Britain's telecom giant BT has developed 14 service platforms. "Each platform has a set of services that have operations associated with them -- like a method in object-oriented programming. A service resides in one and only one platform," BT's Glass says. And each platform has an architect assigned to it, who ensures that all services -- whether developed in-house, provided by a partner, or bought from a vendor -- adhere to the architecture. To enforce that compliance, if a BT project doesn't meet the architecture, the development team loses a quarter of its annual bonus.
To provide business flexibility and consistent process execution, "the architecture is independent of any technology implementation.

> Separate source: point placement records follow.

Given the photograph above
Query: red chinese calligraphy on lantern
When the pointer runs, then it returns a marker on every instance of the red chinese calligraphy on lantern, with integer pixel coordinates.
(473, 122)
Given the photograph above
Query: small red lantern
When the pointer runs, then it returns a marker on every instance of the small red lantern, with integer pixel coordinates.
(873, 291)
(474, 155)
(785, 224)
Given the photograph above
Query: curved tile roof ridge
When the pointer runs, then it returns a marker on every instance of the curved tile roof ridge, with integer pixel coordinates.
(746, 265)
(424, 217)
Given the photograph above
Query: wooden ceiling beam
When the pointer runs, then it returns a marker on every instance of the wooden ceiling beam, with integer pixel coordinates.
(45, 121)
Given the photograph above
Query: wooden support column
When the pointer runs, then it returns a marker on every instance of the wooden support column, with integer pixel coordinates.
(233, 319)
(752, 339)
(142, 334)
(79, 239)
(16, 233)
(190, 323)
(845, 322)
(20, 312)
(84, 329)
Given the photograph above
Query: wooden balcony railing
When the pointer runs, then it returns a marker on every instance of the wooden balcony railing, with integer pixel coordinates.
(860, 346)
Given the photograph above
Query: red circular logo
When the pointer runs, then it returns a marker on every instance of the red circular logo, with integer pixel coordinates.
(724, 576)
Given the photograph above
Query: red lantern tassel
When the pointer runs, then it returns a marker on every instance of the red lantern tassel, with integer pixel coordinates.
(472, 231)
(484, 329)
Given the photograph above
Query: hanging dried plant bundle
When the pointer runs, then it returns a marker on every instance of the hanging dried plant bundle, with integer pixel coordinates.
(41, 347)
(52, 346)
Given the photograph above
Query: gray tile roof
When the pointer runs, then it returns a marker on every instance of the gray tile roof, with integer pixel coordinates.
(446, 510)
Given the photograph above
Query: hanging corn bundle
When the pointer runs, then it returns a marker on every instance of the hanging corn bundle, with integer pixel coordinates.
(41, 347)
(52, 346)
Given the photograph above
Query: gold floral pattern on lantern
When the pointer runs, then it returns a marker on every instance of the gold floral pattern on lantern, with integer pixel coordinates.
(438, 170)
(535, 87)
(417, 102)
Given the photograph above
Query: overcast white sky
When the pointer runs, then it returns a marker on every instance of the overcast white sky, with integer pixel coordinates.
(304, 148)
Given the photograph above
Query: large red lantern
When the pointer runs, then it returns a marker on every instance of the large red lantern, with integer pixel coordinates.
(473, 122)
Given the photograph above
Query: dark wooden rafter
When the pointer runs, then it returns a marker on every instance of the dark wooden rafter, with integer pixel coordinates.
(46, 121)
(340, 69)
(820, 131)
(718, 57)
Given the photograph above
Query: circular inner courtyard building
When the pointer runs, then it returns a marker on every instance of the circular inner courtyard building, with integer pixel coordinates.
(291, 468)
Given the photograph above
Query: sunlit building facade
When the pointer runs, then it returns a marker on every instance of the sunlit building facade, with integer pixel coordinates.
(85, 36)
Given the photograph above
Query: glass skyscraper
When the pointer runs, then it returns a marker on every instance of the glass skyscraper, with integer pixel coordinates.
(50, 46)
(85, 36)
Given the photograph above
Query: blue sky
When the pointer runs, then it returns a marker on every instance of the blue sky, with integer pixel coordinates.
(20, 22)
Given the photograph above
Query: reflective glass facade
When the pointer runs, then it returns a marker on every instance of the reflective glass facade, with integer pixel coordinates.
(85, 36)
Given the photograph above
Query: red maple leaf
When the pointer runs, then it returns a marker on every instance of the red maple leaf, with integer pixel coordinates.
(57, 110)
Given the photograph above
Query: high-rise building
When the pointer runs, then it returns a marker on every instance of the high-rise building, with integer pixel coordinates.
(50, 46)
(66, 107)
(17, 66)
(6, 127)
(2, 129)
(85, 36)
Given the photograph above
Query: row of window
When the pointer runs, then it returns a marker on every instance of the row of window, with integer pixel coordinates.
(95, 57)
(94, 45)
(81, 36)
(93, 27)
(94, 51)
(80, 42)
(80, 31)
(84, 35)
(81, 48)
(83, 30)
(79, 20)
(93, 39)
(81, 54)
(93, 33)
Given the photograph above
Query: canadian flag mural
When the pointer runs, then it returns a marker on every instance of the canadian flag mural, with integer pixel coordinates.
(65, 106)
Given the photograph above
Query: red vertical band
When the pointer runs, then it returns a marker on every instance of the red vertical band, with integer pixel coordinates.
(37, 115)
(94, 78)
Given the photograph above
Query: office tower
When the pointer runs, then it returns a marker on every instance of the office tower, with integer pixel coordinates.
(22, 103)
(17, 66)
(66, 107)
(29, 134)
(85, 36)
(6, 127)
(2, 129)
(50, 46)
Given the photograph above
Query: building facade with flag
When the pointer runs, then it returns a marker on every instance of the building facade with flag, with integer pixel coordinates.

Newer technologies may come along and be deployed, but the architecture is sustainable; the SOA strategy stays," GM's Zhang says.
With a laser focus on the underlying business process, SOA discourages technological dependencies that may later limit a company's ability to change or add business processes. In addition to a strategic decision about architecture, successful SOA deployment relies on IT routinely recognising project opportunities for a reusable service or business process.
"It's not a big bang that we then go off and do," Avis Budget's Turato says. Anyone who thinks that the use of a technology such as SOAP or WSDL to deliver a function or integrate applications means they're doing SOA is missing the point, Intuit's Moseley says. The technologies are a means to an end, not the end itself.